# creating a DOS script to copy files



## itsonlyme4 (Jan 2, 2009)

Let me start by saying that today, I am using Windows Scheduler to copy (and then delete) a file over our network (to a UNC path) from one server to another using this .bat file:


```
xcopy F:\Backups\PRODDM* [URL="file://kocxraid01/DB2backup"]\\Kocxraid01\DB2backup[/URL] >>F:\Backups\LOGS\ProdDMBackupAfterLoad.txt
del F:\Backups\PRODDM* >>F:\Backups\LOGS\ProdDMBackupAfterLoad.txt
```
It has been working fine for quite some time - the credentials come from the windows scheduler.

Now I have the requirement to stop using Windows Scheduler and have a third party scheduling software call the .bat file to perform the file copy and delete.

The trouble I am having is that when the third party scheduler calls the job, the job fails because of an 'access denied' error. Obviously the credentials that start the third party scheduler service does not have access to the share I am copying to.

How do I pass the proper network credentials in my script? I don't think I can do it with xcopy!!?? I tried NET USE to try and map a none persisent drive but I can't seem to get the syntax correct.

Does anyone have any suggestions for how I can get this accomplished?


----------



## Impera (Jul 17, 2005)

Hi,

Try invoking your script with the "runas" command. This will let you enter the credentials (user id and password) required to run the script.

Hope it helps


----------



## itsonlyme4 (Jan 2, 2009)

Please forgive my ignornance.. but how would I INVOKE the script using RUNAS. I did RUNAS /? from a command prompt but I still don't understand how to invoke the script using RUNAS. Can you provide the syntax?


----------



## Impera (Jul 17, 2005)

Hi
Open cmd and type:

runas /u:_youruser_ _yourscript.bat_

This will ask you for the youruser password.
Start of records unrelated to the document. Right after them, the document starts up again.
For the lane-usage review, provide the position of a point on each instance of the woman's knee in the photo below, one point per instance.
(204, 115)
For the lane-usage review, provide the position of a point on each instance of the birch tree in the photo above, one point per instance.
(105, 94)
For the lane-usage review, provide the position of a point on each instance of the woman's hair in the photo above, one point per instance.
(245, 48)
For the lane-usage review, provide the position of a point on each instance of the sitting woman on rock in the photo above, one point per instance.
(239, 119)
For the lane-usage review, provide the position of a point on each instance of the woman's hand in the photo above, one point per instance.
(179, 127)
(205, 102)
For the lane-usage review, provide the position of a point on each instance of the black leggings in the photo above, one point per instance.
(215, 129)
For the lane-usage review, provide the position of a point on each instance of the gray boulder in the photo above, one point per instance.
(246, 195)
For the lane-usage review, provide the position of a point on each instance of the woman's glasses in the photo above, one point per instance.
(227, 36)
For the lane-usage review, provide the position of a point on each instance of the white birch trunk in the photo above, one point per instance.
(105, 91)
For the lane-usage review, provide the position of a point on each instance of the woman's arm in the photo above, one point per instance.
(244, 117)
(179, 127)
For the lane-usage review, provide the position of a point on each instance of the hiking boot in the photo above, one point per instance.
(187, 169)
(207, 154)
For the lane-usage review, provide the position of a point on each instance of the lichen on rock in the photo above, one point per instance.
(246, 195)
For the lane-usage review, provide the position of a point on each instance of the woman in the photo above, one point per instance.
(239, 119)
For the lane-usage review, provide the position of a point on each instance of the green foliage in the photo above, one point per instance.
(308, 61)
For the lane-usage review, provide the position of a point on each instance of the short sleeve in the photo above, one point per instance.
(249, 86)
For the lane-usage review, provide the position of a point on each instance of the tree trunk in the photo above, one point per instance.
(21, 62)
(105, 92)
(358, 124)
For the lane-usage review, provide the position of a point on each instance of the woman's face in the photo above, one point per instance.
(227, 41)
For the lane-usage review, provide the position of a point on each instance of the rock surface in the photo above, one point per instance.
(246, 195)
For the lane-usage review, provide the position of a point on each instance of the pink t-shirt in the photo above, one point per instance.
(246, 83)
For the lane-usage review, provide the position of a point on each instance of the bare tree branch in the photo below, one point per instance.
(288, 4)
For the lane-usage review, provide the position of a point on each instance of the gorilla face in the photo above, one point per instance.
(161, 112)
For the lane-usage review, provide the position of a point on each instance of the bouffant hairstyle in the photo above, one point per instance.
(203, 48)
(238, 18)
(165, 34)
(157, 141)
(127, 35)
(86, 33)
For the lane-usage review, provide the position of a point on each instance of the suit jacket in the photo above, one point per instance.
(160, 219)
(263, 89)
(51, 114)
Once you type it in, the script will be run with the credentials supplied.


----------



## TheOutcaste (Aug 8, 2007)

Problem with RunAs is you have to enter the password each time, which kind of defeats the purpose of running this as a scheduled task.
You can use *savecred* to save the password, but then anyone who knows the username can use RunAs to run _anything_ without needing to know the password, a rather big security hole.

Easiest solution would probably be to change the credentials the third party scheduler service is running under.
Open *Services* (*Start* | *Run*, type *services.msc*, press *Enter*)
Right click the third party scheduler service, click *Properties*
Click the *Log On* tab
Change the selection under *Log on as:* from *Local System Account* to *This account:* and enter the credentials for the account you want to use..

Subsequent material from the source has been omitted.